The latest economic outlook from Business Leaders for Michigan shows far less optimism for the future among the state’s business executives.
In the quarterly poll, only 31 percent of respondents said they held a positive view for the U.S. economy over the next six months, and just 22 percent believe Michigan’s economy will improve during the same period.
Both results are down sharply from the second quarter survey by Business Leaders for Michigan, when 79 percent of respondents had a favorable view of the U.S. economy and 57 percent expected the Michigan economy to keep growing.
“After nearly a decade of very strong growth, we’re starting to see some uncertainty reflected in these survey results,” said Doug Rothwell, president and CEO at Business Leaders for Michigan. “Much of it is likely connected to the November elections and what our nation’s and state’s future economic policies will look like. Now, more than ever, it is important for our state to remain cohesive and united behind a clear plan for a keeping Michigan competitive.”
Even fewer executives answering the organization’s third-quarter survey offered optimism for the longer term.
Just 22 percent said they felt optimistic about the U.S. economy over the next 18 months, continuing a decline that started in the second quarter when nearly two-thirds still expected further improvements nationally. More than half of respondents expect the U.S. economy to decline in the next year and a half.
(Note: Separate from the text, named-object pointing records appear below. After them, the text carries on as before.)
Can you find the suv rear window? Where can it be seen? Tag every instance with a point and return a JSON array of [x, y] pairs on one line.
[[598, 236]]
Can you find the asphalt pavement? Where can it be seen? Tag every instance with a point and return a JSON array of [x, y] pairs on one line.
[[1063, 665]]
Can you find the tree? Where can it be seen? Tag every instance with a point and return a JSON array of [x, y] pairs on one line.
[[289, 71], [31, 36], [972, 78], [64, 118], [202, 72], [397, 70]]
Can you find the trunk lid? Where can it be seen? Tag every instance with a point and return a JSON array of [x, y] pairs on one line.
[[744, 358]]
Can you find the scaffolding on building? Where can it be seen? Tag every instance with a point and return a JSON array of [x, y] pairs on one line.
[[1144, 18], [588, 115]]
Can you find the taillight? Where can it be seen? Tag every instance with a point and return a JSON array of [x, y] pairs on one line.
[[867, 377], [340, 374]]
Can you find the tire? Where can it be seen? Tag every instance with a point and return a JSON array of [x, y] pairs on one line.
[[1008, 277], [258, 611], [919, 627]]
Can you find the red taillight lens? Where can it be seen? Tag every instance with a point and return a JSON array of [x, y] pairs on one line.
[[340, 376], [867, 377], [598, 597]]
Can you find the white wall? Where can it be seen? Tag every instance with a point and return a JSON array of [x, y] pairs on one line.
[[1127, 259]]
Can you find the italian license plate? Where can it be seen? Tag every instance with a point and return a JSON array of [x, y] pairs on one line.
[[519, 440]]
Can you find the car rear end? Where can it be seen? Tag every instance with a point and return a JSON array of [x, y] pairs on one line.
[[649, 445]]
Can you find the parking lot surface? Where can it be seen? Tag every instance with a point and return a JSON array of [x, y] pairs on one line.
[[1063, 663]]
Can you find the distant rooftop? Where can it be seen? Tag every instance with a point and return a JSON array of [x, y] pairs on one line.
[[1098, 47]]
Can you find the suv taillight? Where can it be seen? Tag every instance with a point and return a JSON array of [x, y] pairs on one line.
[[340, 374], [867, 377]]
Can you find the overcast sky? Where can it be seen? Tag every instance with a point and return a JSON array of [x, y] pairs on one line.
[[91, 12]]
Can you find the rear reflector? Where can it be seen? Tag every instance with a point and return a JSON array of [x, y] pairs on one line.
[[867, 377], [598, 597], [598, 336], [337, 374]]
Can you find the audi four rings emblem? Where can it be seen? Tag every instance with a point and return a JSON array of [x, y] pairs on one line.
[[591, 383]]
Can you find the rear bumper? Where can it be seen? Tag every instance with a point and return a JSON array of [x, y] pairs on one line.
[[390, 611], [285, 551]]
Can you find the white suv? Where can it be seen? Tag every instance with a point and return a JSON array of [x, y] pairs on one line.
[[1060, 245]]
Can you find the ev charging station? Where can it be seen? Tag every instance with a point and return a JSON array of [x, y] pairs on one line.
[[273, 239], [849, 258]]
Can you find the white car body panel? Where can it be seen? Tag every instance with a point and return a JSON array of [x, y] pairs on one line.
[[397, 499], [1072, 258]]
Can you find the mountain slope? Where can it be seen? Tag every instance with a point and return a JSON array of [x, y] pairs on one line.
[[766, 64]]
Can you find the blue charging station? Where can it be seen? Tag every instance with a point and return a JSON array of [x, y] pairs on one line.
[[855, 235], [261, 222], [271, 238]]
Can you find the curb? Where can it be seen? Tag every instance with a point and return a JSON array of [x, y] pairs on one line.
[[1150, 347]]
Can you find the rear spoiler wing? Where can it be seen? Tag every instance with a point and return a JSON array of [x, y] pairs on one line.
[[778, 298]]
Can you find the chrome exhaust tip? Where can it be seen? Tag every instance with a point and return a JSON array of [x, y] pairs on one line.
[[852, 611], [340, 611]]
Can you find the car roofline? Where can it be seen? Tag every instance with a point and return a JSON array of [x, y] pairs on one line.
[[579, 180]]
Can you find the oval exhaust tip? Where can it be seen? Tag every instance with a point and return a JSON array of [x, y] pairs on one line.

Only 9 percent expect Michigan’s economy to continue to improve, while 53 percent believe it will “stay about the same,” and 37 percent expect a decline.
The outlook projects slower job growth to persist for the state.
Those expectations came out after the University of Michigan issued an updated economic outlook for the state that projects slower job growth in 2019 and 2020. U-M economists estimated the state added 7,600 jobs in the third quarter, down from the 9,700 in the second quarter and a “whopping” 24,100 in the first three months of 2018.
“We see the pace in the second and third quarters as the new normal over the next few years,” U-M economists wrote in their latest state economic briefing this month.
However, even slower job growth will keep the labor market tight and push Michigan’s unemployment down to 3.8 percent by 2020, compared to an average of 4.4 percent so far in 2018, according to the U-M outlook.
Nationally, an economic briefing U-M issued a month ago projects Real Gross Domestic Product growth in the U.S. to decelerate from a projected 2.9 percent this year to an average of 2.8 percent for 2019, and 2 percent in 2020.
Light vehicle sales should edge down from a projected 17 million units in North America this year to 16.9 million units in each of the next two years, according to the outlook.
Meanwhile, Comerica Inc.’s latest U.S. outlook issued earlier this month projects Real GDP growth of 3.4 percent for the fourth quarter and 2.9 percent for all of 2018, followed by an average of 2.7 percent in 2019. By the end of next year, Real GDP growth will dip to 2.1 percent in the fourth quarter, according to Comerica.
Auto sales should dip to 17.1 million units this year from 17.2 million last year, and to 16.7 million units in 2019, Comerica economists predict.